So there’s this song that’s came out recently and it really hit home for me when I heard it..
Literally the minute it came on the radio it just really hit me because I could relate to every lyric.
So here’s a little back story to me in case I haven’t said anything about it in any of my past blogs. I’ll try to keep it vague, but try to listen to the song and read so it all makes sense.
Growing up as a teenager was a bit rough and I practically had to raise my niece and nephew due to family issues with my mom and sister. My mom worked and has been a single mom since I was about 7.
I had to drop out of high school and graduate from home so I never had a proper graduation just had to be stuck at home watching the kids and taking them to the baby sitters house whenever I needed to do school work at home. I practically was like a single dad taking care of 3 kids because I had to also make sure my little brother was doing his homework and had to drive him to the bus stop in the morning. I was the only help my mom really had so the weight she carried, I had to carry as well.

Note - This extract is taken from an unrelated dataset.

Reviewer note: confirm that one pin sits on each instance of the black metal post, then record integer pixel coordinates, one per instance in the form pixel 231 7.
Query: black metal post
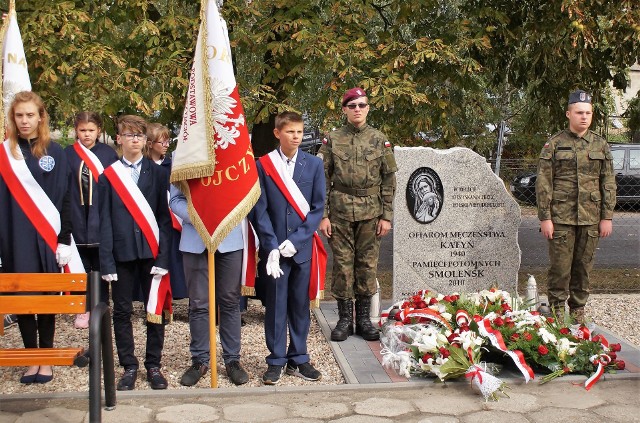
pixel 100 347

During this time I would always go out to my backyard and lay on the trampoline for hours when the kids would be asleep. I would stare at the stars and see so many shooting stars through out the night and just always wish things would get better.
I remember always always watching Disney movies with the kids and the one that I loved the absolute most was Peter Pan.
Peter Pan to me was funny and I would just get so lost in all of the adventures taken in the movie. I practically lived through the movie. It helped me escape and still live my youth without growing up so fast. It kept me in check because I knew that if the pressure of taking care of kids made me grow up too quick then I would lose my youth and just grow up too soon. I matured quickly for my age but I always kept a part of me true to being a kid through the help of Peter Pan.
I remember there was a week I watched the movie for an entire week for 2-3 times out of the day. It’s a movie that really helped me understand youth. I helped me keep my sanity and helped keep me in line with growing up.
I would always watch it on VHS because I loved the vintage feel the movie had and just as of recently I ordered it online and completely forgot that I did so when I went to Zia Records I bought it there too and came home and realized I always had it on DVD and completely forgot lol.
So in this song Ruth B sings where she says
“There was a time when I was alone
Nowhere to go and no place to call home
My only friend was the man in the moon
And even sometimes he would go away, too
Then one night, as I closed my eyes
I saw a shadow flying high
He came to me with the sweetest smile
Told me he wanted to talk for awhile
He said, “Peter Pan, that’s what they call me
I promise that you’ll never be lonely, “
Really made me tear up just because that literally was my life.
The moon, the stars and Peter Pan is what I had when I was alone. These lyrics made me think of all those nights on the trampoline with the moon and stars.
I never really hung out with anyone in the town I lived in. My high school friends all had groups and I didn’t really have that and was the “gay kid” of the town so it was rare if I ever went out. I never cared about being lonely because the night sky and my books and movies kept me company when I was bored or alone but there definitely was a part of me that felt lonely for sure, I just ignored it.
“I am a lost boy from Neverland
Usually hanging out with Peter Pan
And when we’re bored we play in the woods
Always on the run from Captain Hook
“Run, run, lost boy, ” they say to me
Away from all of reality”
This part made me think of the fact I ran almost every day.
There was a huge cotton tree by my house that I would go to during the day when my mom was getting ready for work. I’d go run to the park by the house and hang out by the cotton tree to get out of the house and away from reality.
“Neverland is home to lost boys like me
And lost boys like me are free
Neverland is home to lost boys like me
And lost boys like me are free”
I always felt like a lost boy.
I was never lost in the sense of not knowing myself because trust me I definitely knew myself inside and out, but in the sense that I always felt unattainable. I never wanted a relationship, I never wanted to be hurt, I just wanted to be wild and free, happy and young.
“Peter Pan, Tinkerbell, Wendy Darling
Even Captain Hook, you are my perfect story book
Neverland, I love you so
You are now my home sweet home
Forever a lost boy at last”
These lyrics just spoke for me and how I feel about the story of Peter Pan and how I overall feel about Peter Pan. Peter Pan will always be one of my Disney favorites and always be home for me whenever I feel lost because that’s just the impact its left one me.
I don’t mean to get all sappy or too deep and personal about a movie but this is probably the one movie that has left such an impact on me because of how much it helped me realize things.
One thing I will say about my entire experience growing up is that no matter what situation you’re in or how lonely you may feel, you must always be your own best friend first and love yourself completely so you can truly understand love. You should at least have an idea on how to treat someone you love and care about without so much unneeded trial and error.
Be your own best friend
If you ever feel lonely with literally no one to talk to about something, turn to all of those things that make you happy. Turn to every single hobby you enjoy and you’ll see how quick loneliness fades and how your creativity is born from whichever activity you choose.